Sunday, February 28, 2010
I am back in China from my 20-day trip to Thailand and Cambodia. I am busy getting ready for the new school semester, beginning this week. For now, some highlights from our trip.
We split our time between Cambodia and Thailand, between big cities and beach towns. I had a deeper impression of Cambodia, probably because we spent more time on the road there and saw much from our bus windows or from the back of a tuk-tuk, the local taxi (basically a motorcycle with a wheeled cart attached in back).
The poverty of Cambodia would have been more striking if I had not lived in China already for almost half a year -- although from what I could see Cambodia is much poorer than China. Children walk around barefoot. Homes are small, tin-roofed, hammocks hanging in front.

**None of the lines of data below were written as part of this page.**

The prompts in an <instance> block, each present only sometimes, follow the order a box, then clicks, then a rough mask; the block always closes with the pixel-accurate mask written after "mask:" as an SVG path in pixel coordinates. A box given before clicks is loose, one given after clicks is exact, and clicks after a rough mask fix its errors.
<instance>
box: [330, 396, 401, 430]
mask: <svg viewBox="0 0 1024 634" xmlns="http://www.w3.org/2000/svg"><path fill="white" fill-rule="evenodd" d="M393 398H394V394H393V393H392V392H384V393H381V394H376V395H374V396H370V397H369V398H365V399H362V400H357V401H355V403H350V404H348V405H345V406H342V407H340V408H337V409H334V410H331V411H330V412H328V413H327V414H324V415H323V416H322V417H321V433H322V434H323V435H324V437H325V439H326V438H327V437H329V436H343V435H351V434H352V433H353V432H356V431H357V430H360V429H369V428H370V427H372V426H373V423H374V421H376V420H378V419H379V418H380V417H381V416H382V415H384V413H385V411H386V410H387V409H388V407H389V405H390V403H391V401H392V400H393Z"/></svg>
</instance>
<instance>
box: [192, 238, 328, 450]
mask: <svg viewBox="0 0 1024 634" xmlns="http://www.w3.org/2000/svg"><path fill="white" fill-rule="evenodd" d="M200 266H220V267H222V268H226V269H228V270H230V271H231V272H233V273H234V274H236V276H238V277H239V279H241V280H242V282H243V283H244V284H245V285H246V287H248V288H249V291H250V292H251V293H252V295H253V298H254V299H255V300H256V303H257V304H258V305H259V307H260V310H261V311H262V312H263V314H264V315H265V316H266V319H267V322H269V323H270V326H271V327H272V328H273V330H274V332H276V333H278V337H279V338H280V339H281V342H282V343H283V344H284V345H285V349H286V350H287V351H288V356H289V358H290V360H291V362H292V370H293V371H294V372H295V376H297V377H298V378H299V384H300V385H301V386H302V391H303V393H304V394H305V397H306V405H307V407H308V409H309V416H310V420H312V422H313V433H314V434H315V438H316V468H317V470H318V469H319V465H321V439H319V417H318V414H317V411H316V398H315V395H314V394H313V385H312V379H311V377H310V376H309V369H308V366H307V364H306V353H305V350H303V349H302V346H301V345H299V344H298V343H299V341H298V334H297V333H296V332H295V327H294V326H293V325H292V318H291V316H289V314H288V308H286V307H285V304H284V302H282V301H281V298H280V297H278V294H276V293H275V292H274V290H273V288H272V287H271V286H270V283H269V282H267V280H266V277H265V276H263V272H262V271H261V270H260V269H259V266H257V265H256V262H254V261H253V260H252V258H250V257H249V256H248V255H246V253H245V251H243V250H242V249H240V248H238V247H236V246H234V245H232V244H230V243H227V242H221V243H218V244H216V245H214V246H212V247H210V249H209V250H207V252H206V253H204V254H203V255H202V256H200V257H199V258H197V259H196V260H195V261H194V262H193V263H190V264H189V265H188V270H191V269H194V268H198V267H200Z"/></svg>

From the capital of Phnom Penh to the Angkor Temples near Siem Reap to the beach towns on the southern coast, we watched daily life happen. I am glad we did not fly from one destination to another. As much as I love going to museums or historical sites, sometimes I am just as content watching daily life happen, especially when that life is so different from my own.
At the same time it is poor, Cambodia is also one of the most beautiful places I have ever seen. We stayed for a day in Kampot, on the southern coast close to the Vietnam border. We had booked a night at a hotel bungalow about a ten-minute tuk-tuk ride from the main strip, down a bumpy red dirt road. In front of the cluster of wooden bungalows was a river that, according to a hand-drawn map we were given, flowed into a kind of cul-de-sac.
There was plenty of daylight left when we arrived, so we decided to take a trip down the river by kayak. I gave a good effort but ended up letting my boyfriend do most of the paddling while I took in the scenery. Lush green palm trees, deep blue waters and skies, mountains in the distance. It was a bit like floating through a postcard, but this was real and right here in front of me.
We saw maybe one foreigner, but mostly we encountered locals along the route. People kneeled on their wooden boats with fishing nets slung over the edge. Two boys dunking themselves in the cool water looked up at us and smiled as we paddled past. In the river cul-de-sac, we paddled by an old woman, her head wrapped in cloth, who was paddling a canoe by herself. She did not look up at us, only forward at the river.
I couldn't help but feel I was an intruder in this landscape. Bangkok and Angkor Wat and the other main attractions were different; they were swarming with tourists and over-attentive locals selling overpriced things. But here, life looked like it hadn't changed much for many years. I wished I spoke Cambodian so I could strike up a conversation, but I had barely gotten down 'hello.' So I was resigned to be a tourist, floating by and just watching.